As in the case above, we ran an Impala query that joins a large table stored on Kudu with a small table stored in Parquet format on HDFS. The small table was created using Parquet on HDFS to isolate new functionality, but it can also be stored in Kudu. We first use only the MIN_MAX filter, and then run the query using MIN_MAX and Bloom filters (all run-time filters). For comparison, we created the same large table in the Parquet of HDFS. Using Parquet on HDFS is a good benchmark because Impala already supports MIN_MAX and Bloom filters for Parquet on HDFS.

Set up

The following tests were performed on a 6-node cluster with CDP runtime 7.1.5.

Hardware configuration:

Dell PowerEdge R430, 2.2chz @ 20c / 40t Xeon E5-2630 v4, 128GB Ram,4 block 2TB hard disk for WAL,3 disk for data directory.

Schema:

The large table consists of 260 million rows, where randomly generated data hashes are partitioned by the primary key across 20 partitions on the Kudu. The Kudu table has been explicitly rebalanced to ensure a balanced layout after loading.

The small table consists of the first 1000 keys and 2000 rows of the last 1000 keys in the large table of Parquet stored on HDFS. This will prevent the MIN_MAX filter from doing any filtering on the large table because all rows will fall within the scope of the MIN_MAX filter.

COMPUTE STATS is run on all tables to help gather information about the table metadata and to help Impala optimize the query plan.

All queries have been run 10 times, and the average query run time is shown below.

Join query

For join queries, by using the Bloom filter predicate to push down, we found that the performance of Kudu has been improved by three to five times. We expect to see better performance multiples through larger data sizes and more selective queries.

The performance of Kudu is now about 17-33% better than Parquet on HDFS.

Update query

For update queries that basically insert the entire small table into an existing large table, we see a 15-fold improvement. This is mainly due to improved query performance when selecting rows to update.

For more information about the schema of the table, the loading process, and the query running, see the reference section below.

TPC-H

We also ran the TPC-H benchmark on a single-node cluster with a scale factor of 30, and the performance improved by 19% to 31% under different block cache capacity settings.

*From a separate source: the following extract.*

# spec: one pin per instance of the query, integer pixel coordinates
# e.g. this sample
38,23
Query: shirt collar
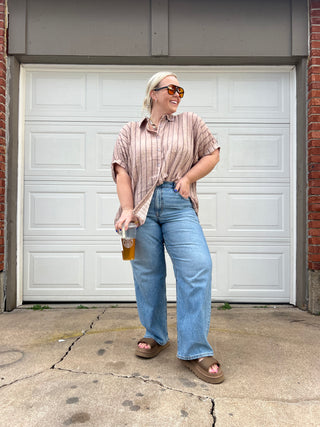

Kudu automatically disables Bloom filtering predicates that cannot effectively filter data to avoid performance losses caused by new features. Query 9 in the TPCH benchmark (TPCH-Q9) showed a 50-96% regression during feature development. In further investigation, the time required to scan rows from Kudu has increased by up to three times. When investigating this regression, we found that less than 10% of the rows were filtered out by the push-down Bloom filter predicate, resulting in an increase in CPU usage in Kudu, whose value outweighed the advantages of the filter. To solve the regression problem, we added a heuristic to Kudu where if the Bloom filter predicate does not filter a sufficient percentage of rows, it is automatically disabled for the rest of the scan.

Functional availability

Users who use Impala to query Kudu will enable this feature by default from CDP 7.1.5 and from the CDP public cloud. We strongly recommend that users upgrade to get this performance enhancement and many other performance enhancements in the release. For custom applications that directly use the Kudu client API, the Kudu C + + client also has Bloom filter predicates available since CDP 7.1.5. The Bloom filter predicate KUDU-3221 has not been provided by the Kudu Java client.

After reading the above, do you have any further understanding of how Kudu uses Bloom filters to optimize connections and filtering? If you want to know more knowledge or related content, please follow the industry information channel, thank you for your support.